W innych miejscach drogowcy mniej komplikują życie kierowcom. Ale dobrze jest pamiętać, gdzie można się na nich natknąć. Budują w tej chwili drogę na ulicy Botanicznej (na odcinku od Powiatowej do Wiosennej), przy Kochanowskiego (od mostu przy Źródlanej w kierunku bloków TBS) kładą chodnik, na Głogowej (od strony ul. Legionów do Słonecznikowej) powstaje nowa droga z odwodnieniem, zaś na Chabrowej kanalizacja.
Jak długo drogowcy będą tam pracować? Jeśli pogoda nie spłata im figla, to powinni się ze swoich zadań wywiązać do końca tego miesiąca. Później przeniosą się na ulicę Lubelską. Przedwczoraj otwarto oferty zgłoszone do przetargu na jej przebudowę (na odcinku od granic miasta przy ul. Granicznej do Wojska Polskiego).
- Myślę, że prace powinny ruszyć najpóźniej na początku sierpnia. Potrwają około 2 miesięcy - zapowiada Muszyńska.

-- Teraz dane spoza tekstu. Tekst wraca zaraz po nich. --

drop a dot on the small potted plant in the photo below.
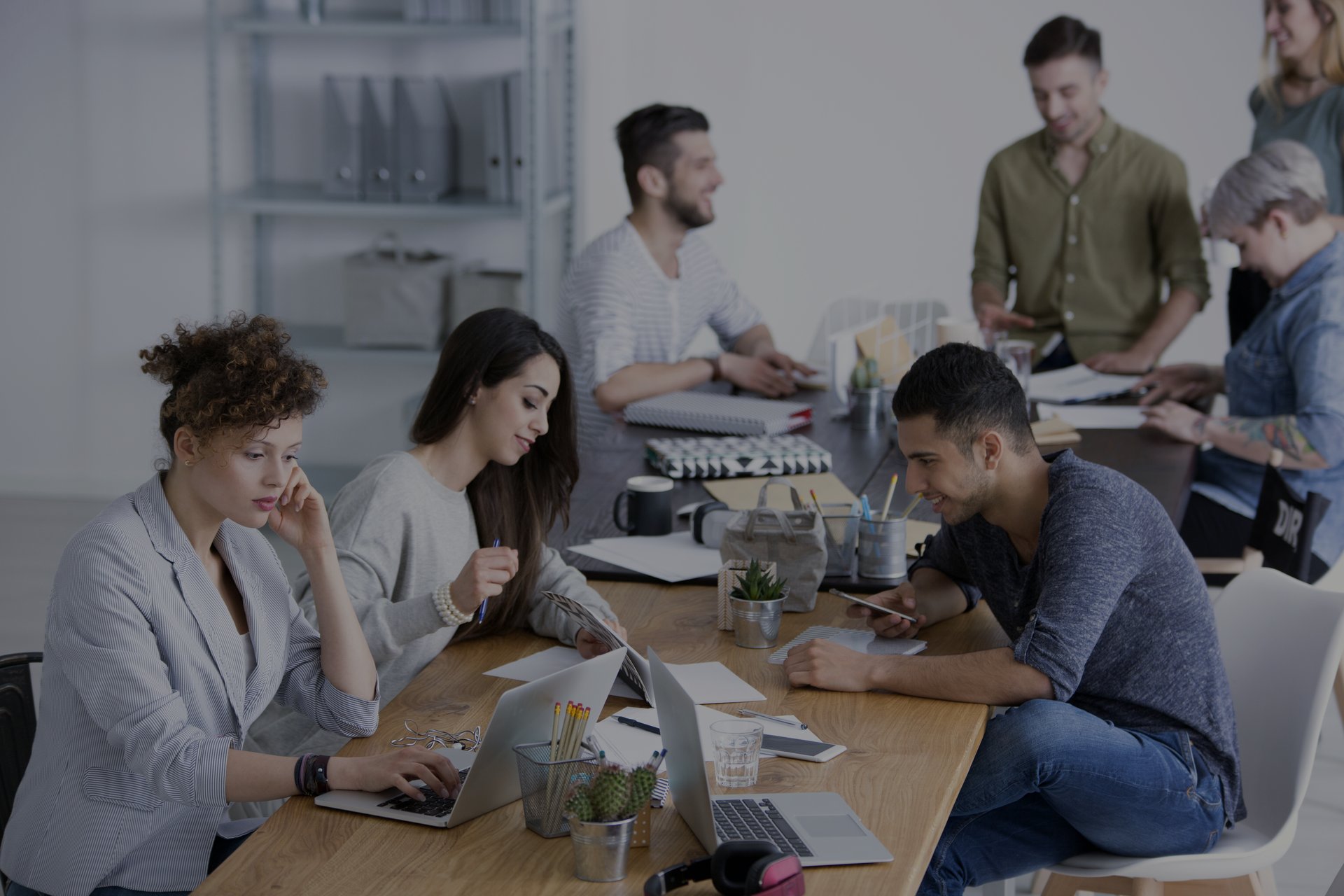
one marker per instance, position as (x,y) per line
(601,813)
(866,405)
(757,606)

I na tym drogowe prace w tym roku w Zamościu się zakończą. - Realizujemy zadania zgodnie z przyjętym w zeszłym roku programem. Na nic więcej pieniędzy nie ma - uprzedza Anna Muszyńska.
Pracowali i skończyli
W tym roku drogowcy zrobili już, co mieli do zrobienia przy ul. Górnej, Fornalskiej, Osiedlowej i Jordana.